The divorced father-of-three, a former lorry driver, had had a drink problem for several years and had a history of injecting amphetamines.

His drinking led to him being diag-nosed with acute inflammation of the pancreas three years ago.

The inquest heard a statement from Mrs Maciver, who said her son was with her hours before he died.

She said that he had visited her earlier that day and returned at about 10.30pm.

Mrs Maciver said her son staggered in and had blood on him from a cut on his chin, which he said was caused when he fell over.

She said she cleaned up the cut and her son went upstairs into his brother’s bedroom, where he was sleeping that night.

She added: “He then came into my bedroom, said that he loved me and gave me a kiss.”

Tragically those were the last words that Mrs Maciver heard from her son.

Early the next morning she went in his room to find him still dressed from the night before.
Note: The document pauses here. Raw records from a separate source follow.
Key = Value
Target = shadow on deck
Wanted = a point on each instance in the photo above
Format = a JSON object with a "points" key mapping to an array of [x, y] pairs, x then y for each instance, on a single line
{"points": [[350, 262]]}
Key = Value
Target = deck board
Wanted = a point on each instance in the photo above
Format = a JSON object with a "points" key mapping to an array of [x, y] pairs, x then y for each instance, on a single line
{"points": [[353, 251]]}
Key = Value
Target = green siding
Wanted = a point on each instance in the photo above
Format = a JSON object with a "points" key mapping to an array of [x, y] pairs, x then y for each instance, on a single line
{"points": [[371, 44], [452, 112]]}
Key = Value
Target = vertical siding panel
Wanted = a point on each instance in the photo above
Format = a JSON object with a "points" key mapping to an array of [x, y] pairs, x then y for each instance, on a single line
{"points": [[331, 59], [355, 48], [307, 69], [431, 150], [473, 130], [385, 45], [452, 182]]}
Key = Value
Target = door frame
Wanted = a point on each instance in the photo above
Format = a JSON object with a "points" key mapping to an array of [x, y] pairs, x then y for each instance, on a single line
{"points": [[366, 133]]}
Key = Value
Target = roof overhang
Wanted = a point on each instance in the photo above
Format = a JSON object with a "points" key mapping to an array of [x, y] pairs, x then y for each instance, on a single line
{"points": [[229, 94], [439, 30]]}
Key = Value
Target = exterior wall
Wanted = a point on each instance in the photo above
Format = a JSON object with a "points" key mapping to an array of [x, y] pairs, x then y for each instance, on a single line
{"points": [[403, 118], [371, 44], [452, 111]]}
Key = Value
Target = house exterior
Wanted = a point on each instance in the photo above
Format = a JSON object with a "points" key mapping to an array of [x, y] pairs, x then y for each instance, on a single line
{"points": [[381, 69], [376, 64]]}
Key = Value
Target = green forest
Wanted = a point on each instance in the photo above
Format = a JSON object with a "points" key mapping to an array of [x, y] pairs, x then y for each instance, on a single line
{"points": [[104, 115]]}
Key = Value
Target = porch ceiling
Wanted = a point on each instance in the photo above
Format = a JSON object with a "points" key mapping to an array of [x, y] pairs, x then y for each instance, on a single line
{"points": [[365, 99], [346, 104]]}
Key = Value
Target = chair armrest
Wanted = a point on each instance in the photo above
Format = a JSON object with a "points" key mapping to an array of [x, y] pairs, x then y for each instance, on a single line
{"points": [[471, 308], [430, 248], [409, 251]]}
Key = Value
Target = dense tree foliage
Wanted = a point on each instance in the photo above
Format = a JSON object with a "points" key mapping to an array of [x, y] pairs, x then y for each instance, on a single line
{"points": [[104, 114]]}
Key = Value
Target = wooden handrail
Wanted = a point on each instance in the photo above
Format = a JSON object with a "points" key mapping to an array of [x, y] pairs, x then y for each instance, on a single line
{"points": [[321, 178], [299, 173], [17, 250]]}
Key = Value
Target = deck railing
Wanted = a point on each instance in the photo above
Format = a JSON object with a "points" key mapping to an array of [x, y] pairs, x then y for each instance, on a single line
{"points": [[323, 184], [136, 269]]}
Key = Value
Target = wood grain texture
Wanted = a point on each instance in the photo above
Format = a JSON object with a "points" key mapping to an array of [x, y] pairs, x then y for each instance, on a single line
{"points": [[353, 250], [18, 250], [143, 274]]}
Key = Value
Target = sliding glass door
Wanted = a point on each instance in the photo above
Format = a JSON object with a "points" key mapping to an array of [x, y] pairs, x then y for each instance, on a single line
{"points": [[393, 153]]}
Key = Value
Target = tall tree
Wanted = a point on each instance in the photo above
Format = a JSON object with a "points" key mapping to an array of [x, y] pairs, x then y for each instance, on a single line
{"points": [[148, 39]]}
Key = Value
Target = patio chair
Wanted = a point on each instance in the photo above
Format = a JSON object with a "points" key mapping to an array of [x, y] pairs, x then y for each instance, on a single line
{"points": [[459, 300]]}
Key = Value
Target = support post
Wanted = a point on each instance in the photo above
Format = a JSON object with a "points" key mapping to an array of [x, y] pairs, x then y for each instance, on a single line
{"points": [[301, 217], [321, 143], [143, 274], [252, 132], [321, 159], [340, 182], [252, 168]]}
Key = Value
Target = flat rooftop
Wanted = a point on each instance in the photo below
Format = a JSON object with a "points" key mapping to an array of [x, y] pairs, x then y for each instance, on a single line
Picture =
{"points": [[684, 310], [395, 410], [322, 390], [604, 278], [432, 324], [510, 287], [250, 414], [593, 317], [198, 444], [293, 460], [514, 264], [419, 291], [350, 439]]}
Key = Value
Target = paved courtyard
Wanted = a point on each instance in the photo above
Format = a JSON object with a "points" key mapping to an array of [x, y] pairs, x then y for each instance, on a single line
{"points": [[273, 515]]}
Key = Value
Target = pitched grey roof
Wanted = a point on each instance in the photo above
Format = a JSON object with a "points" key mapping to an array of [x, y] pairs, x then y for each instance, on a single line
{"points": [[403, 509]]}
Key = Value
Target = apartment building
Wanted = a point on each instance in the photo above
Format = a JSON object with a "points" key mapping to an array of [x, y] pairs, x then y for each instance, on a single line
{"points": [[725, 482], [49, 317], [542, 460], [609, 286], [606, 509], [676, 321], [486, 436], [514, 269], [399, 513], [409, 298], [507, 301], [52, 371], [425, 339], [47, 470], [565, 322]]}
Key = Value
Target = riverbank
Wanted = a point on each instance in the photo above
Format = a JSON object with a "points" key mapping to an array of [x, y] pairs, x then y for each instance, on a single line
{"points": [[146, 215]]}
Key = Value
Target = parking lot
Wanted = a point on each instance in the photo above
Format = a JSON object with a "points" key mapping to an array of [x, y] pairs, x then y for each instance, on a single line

But he was unresponsive and had froth round his mouth.

There were no obvious signs that he had taken drugs in the room, but later Mr Maciver’s brother, Paul, found a pack of new syringes, with two missing, under the mattress.

Dr Kevin Birkbeck, who performed the post-mortem at Dewsbury District Hospital, said he found six marks on Mr Maciver’s hips and upper thigh where he had injected himself and that his lungs were congested with fluid.

In his blood and urine there were traces of heroin metabolites, diazepam and codeine.

Dr Birkbeck said the dosage of heroin would have been fatal and, mixed with the effects of alcohol caused Mr Maciver’s central nervous system to fail.

He added that Mr Maciver, of West Wells Crescent in Ossett, would have been likely to have been killed by quite a low level of the drug because he was not a regular heroin user.

The inquest also heard that in the past Mr Maciver had tried to harm himself by taking two paracetamol overdoses and cutting his wrists.

His fiancee, Maria Deakin said she was aware that he had tried to hurt himself before, but added: “He told me he could never leave me.”

Coroner Roger Whittaker recorded that Mr Maciver died as a result of drug abuse, adding that he was “a naive user of that substance”.